Wanna run off alone and take down all the xenos, hotshot? Yeah, say hi to Vasquez and Gorman in the boiler room. "The aliens know what they're doing and the marines need to stick together or they're gonna get their asses kicked," explains Neely. "But if you work with your buddies and help each other out, let the guy who's hurting grab the armour, check the corners, you have a chance and you can make a stand."
That's no marketing B.S. either - whether you're racing to unlock various doors and race to the A.P.C. in Escape mode or charging bombs on alien hives in Extermination, you'll need to be a freaking hive mind. It's admirably team-focussed, and plenty satisfying when you're shuffling around in an outward-facing circle, wasting all phallic beasts who come your way.
For their part, the alien players need to think smart, rather than as one (although it helps). You'll fall to bits like a pack of smokes in a tumble dryer if you try anything head-on - but then, why would you? You can walk on walls and ceilings. If you're playing as a Spitter class, you can hock acid-bile into marines faces. If you pick the Bull class, you can charge around like a Tank from Left 4 Dead who done burst right through the walls of Valve's shooter and into space.

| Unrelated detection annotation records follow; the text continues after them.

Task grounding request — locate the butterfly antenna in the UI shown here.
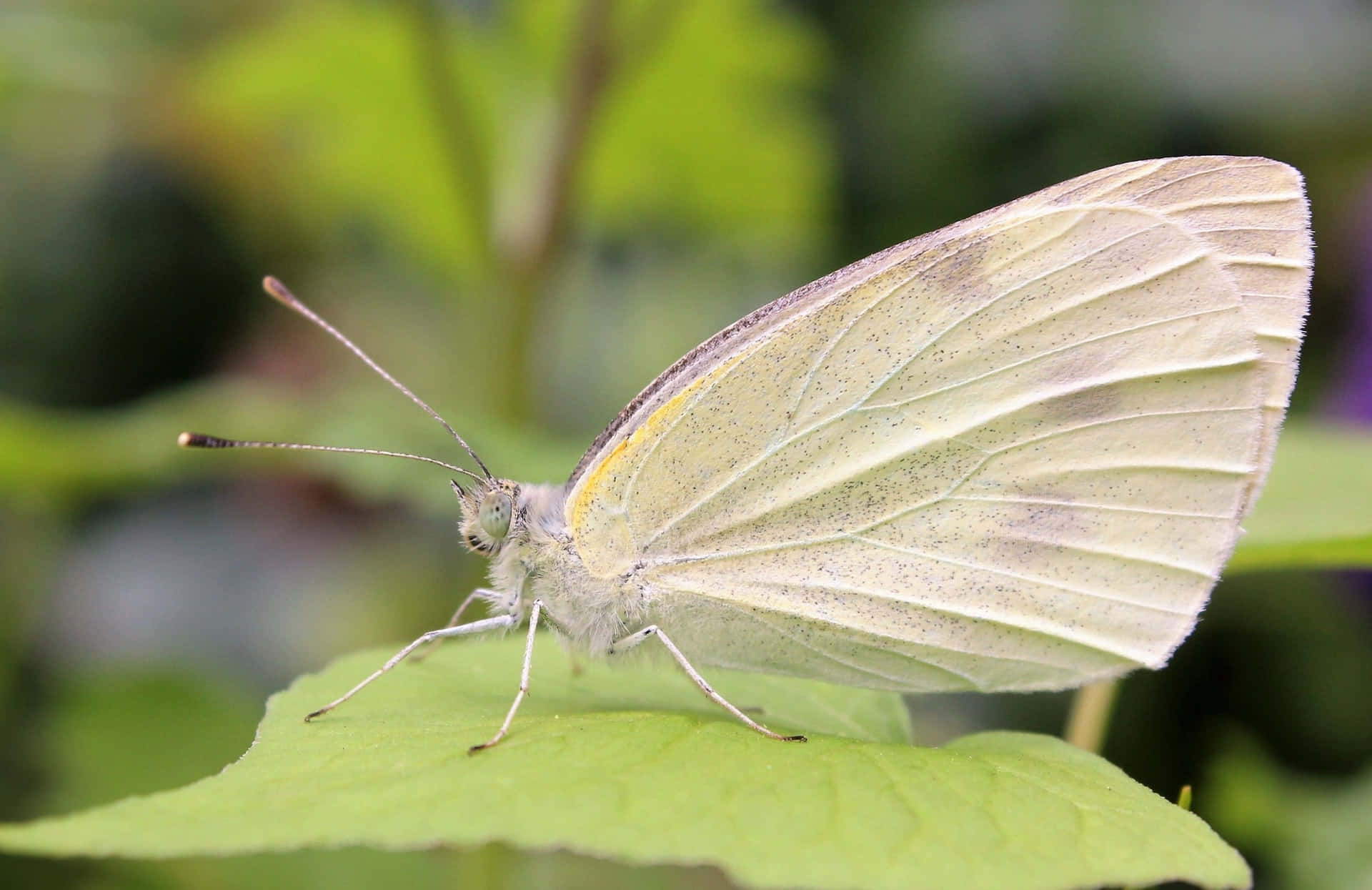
[257,275,495,480]
[176,432,484,485]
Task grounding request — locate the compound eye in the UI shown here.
[476,492,513,541]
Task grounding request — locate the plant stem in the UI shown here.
[414,0,494,273]
[1062,680,1118,754]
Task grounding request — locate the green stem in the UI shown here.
[1062,680,1118,754]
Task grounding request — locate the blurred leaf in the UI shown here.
[1228,423,1372,571]
[1202,741,1372,890]
[192,0,832,275]
[34,669,259,811]
[573,0,834,249]
[0,637,1248,887]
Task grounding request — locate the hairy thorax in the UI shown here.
[489,483,647,653]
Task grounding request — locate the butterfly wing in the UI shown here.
[565,158,1312,691]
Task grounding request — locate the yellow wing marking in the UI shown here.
[564,352,747,578]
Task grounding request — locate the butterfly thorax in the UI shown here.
[454,480,646,653]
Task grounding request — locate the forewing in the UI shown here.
[567,158,1311,689]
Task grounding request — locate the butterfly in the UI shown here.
[180,157,1313,751]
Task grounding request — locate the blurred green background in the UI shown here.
[0,0,1372,887]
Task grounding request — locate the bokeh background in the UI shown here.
[0,0,1372,887]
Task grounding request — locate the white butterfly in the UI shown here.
[181,157,1312,750]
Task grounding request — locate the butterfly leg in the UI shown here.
[467,600,543,754]
[410,588,495,665]
[304,615,519,723]
[607,625,805,742]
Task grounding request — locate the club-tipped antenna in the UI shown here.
[259,275,495,480]
[176,432,489,482]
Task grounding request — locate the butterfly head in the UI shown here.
[453,480,524,555]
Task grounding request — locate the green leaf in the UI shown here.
[1206,738,1372,890]
[0,637,1248,887]
[1228,423,1372,571]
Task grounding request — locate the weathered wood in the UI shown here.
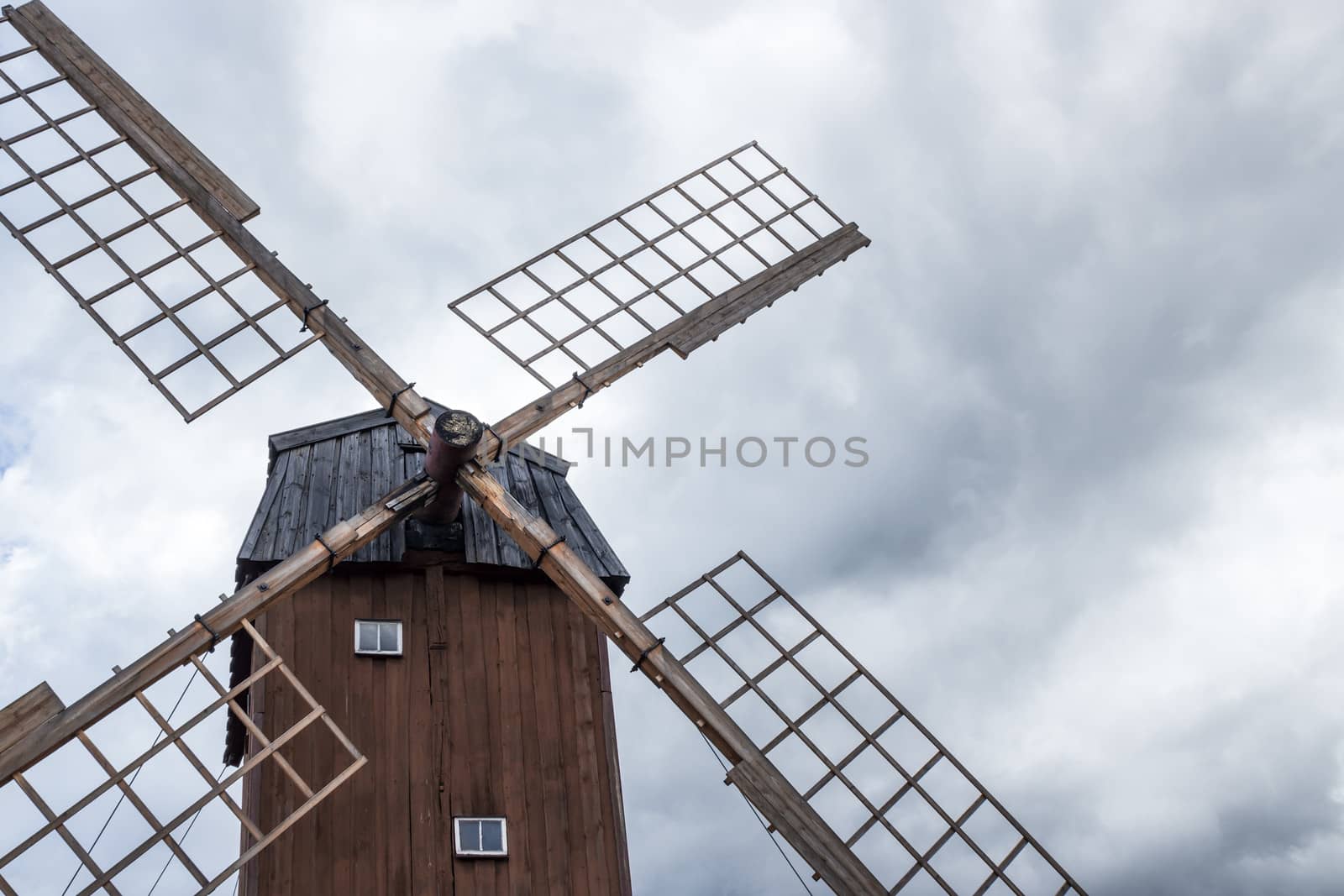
[589,631,633,896]
[459,464,883,893]
[0,681,66,753]
[477,224,871,458]
[238,454,290,558]
[728,757,887,896]
[403,575,435,896]
[0,473,435,783]
[15,4,434,445]
[527,584,571,893]
[11,0,260,222]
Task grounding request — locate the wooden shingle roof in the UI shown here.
[238,406,630,592]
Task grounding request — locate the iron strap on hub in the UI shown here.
[298,298,328,333]
[533,535,564,569]
[192,612,219,652]
[630,638,667,672]
[387,383,415,417]
[574,371,593,407]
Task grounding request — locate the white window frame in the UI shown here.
[453,815,508,858]
[354,619,406,657]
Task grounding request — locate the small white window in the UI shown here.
[354,619,402,657]
[453,818,508,857]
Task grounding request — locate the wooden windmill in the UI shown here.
[0,2,1084,896]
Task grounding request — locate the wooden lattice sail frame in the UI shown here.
[0,619,367,896]
[0,0,1082,896]
[640,551,1084,896]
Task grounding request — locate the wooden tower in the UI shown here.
[226,411,630,896]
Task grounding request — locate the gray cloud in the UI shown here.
[0,2,1344,894]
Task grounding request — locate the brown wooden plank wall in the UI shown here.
[240,565,630,896]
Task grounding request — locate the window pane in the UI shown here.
[481,820,504,853]
[354,622,378,650]
[457,820,481,853]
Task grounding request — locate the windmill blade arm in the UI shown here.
[479,223,871,458]
[640,551,1084,896]
[0,477,438,786]
[457,462,887,896]
[0,0,433,443]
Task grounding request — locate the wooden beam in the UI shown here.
[0,478,438,784]
[12,0,434,445]
[477,223,871,458]
[0,681,66,752]
[9,0,260,222]
[457,461,885,896]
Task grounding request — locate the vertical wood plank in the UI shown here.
[546,585,593,893]
[527,584,573,893]
[457,576,497,894]
[273,445,313,558]
[323,572,354,893]
[591,637,633,896]
[370,572,392,896]
[513,582,560,888]
[444,575,479,893]
[477,580,511,896]
[365,426,402,562]
[567,599,612,893]
[495,582,533,896]
[238,451,289,561]
[403,572,439,896]
[425,565,457,893]
[385,572,411,896]
[349,574,379,896]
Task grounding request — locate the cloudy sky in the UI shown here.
[0,0,1344,896]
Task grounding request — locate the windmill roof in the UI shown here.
[238,401,630,592]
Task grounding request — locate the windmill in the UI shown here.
[0,0,1084,894]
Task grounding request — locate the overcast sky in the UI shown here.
[0,0,1344,896]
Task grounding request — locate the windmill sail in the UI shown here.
[0,0,428,435]
[641,552,1084,896]
[0,619,367,896]
[449,141,869,390]
[0,3,325,421]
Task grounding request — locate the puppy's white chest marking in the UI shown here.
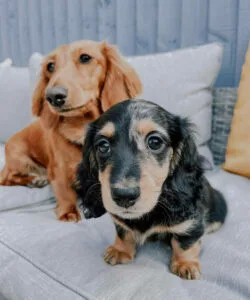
[133,219,195,245]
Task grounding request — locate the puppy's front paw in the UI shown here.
[57,206,81,223]
[103,246,132,266]
[171,261,201,280]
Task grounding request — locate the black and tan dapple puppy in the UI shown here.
[77,100,227,279]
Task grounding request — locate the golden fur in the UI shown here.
[0,41,142,221]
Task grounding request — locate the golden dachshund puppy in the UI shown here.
[0,41,142,221]
[77,100,227,279]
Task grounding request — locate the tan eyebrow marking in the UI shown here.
[99,122,115,138]
[136,120,166,136]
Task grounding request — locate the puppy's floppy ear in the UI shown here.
[74,127,106,219]
[169,116,203,183]
[101,42,142,111]
[32,71,47,117]
[32,70,60,128]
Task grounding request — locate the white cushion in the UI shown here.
[0,59,31,143]
[29,43,223,164]
[128,43,223,163]
[0,170,250,300]
[0,143,53,212]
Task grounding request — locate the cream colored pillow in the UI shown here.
[223,44,250,178]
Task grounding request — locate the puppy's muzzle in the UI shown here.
[111,187,140,208]
[46,85,68,108]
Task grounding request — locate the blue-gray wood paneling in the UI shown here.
[0,0,250,86]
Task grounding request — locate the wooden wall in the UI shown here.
[0,0,250,86]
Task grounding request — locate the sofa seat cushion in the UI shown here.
[0,170,250,300]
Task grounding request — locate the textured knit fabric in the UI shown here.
[0,170,250,300]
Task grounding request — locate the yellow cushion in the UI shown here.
[223,44,250,178]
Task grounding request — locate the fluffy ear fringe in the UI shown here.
[101,41,142,112]
[74,126,106,219]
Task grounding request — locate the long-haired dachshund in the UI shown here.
[0,41,142,221]
[77,100,227,279]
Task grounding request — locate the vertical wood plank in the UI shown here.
[50,0,68,46]
[81,0,98,41]
[17,0,30,65]
[136,0,158,54]
[209,0,238,86]
[97,0,116,43]
[156,0,182,52]
[181,0,208,47]
[116,0,136,55]
[27,0,42,56]
[7,0,21,62]
[234,0,250,86]
[66,0,83,43]
[0,0,11,61]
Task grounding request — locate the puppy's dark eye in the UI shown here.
[79,54,92,64]
[47,63,55,73]
[147,135,165,152]
[97,140,111,155]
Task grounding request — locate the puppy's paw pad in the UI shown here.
[103,246,132,266]
[171,261,201,280]
[58,209,81,223]
[28,176,49,188]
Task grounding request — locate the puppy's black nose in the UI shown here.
[111,187,140,208]
[46,85,68,107]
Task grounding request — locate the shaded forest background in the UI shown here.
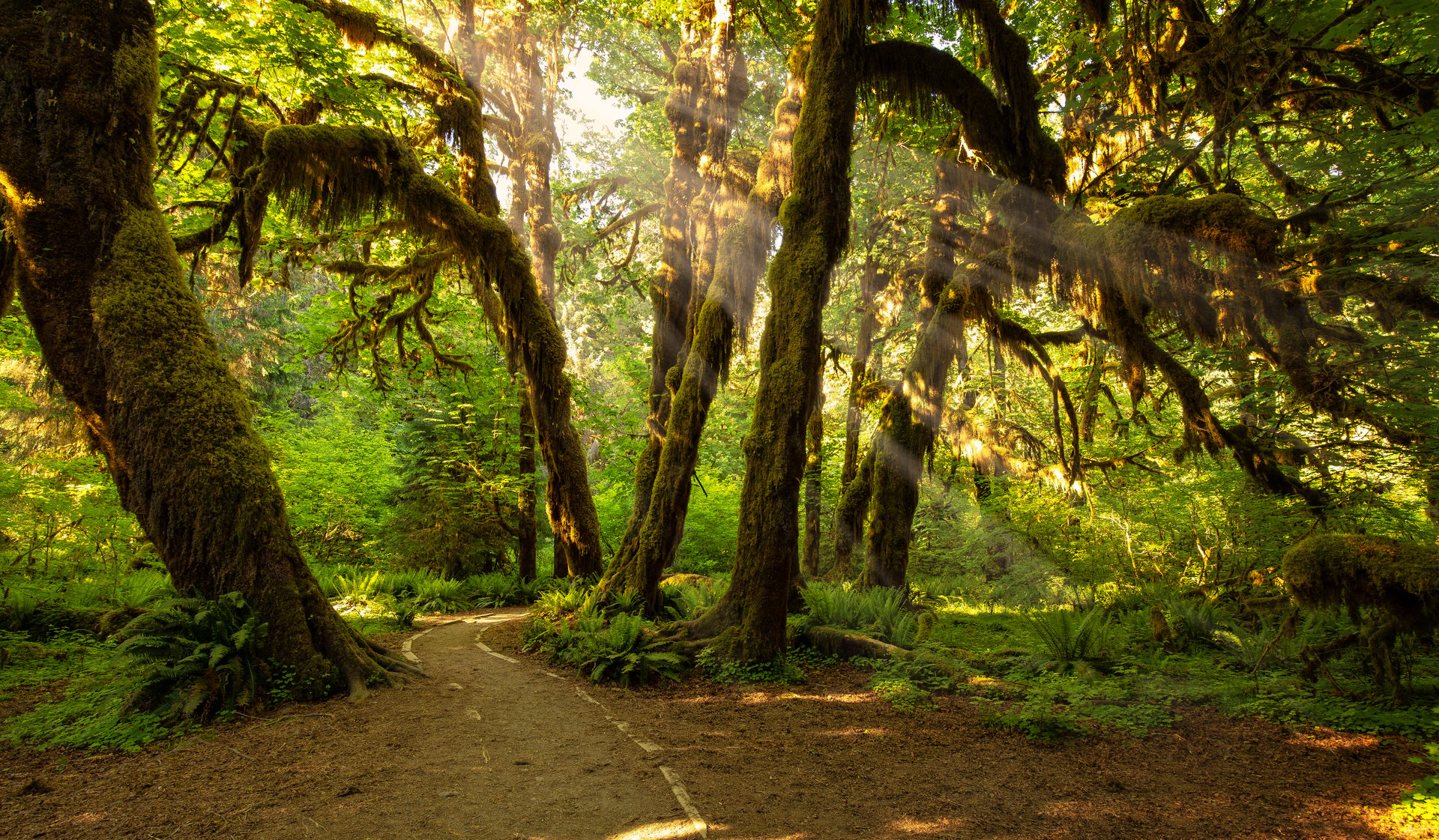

Conclusion: you've got options, and in absolutely no situation is "run in on foot, clawing the air menacingly" the best one. In fact strategic sneak attacks are just about your only guaranteed kill. Claw attacks are surprisingly weak, and though it's possible to skewer someone with a tail whip for an insta-kill, it's also jaw-clenchingly difficult to pull off. Whichever class you pick, you're moving around in third person, a design choice intended to reflect the xenos' heightened sense of awareness (and lack of eyes).
In execution though, the camera can be unhelpful. Instead of running up to a wall and heading straight up it, you'll often veer off in another direction and wind up chasing your own tail. If Colonial Marines' competitive multiplayer is going to be the slow-burning hit Gearbox seems to believe it will be, that third-person camera needs work.
And we really hope it reaches a happy conclusion, because the modes we've played are well-balanced, perpetually tight and while they might not convey visionary map design, they're multi-pathed enough to keep each round unpredictable. There are many ranks to grind through online, unlocking visual customisation options, custom loadouts, legendary weapons like Hicks' shotgun and ego-caressing badges.
But as an online experience, Colonial Marines still feels like it's climbing walls, tip-toeing tyres and taking the odd soap-beating in basic training. Day one patches seem likely, likewise regular post-release updates. But in single player and multiplayer, some people are going to ignore the wobbly floorboards and flickering lightbulbs in Colonial Marines because the license means that much.
It won't be a technical accomplishment, but by the strength of its atmosphere and its secondary purpose as a first-person Aliens encyclopaedia it's odds-on for best game carrying the name since Rebellion's 1999 effort.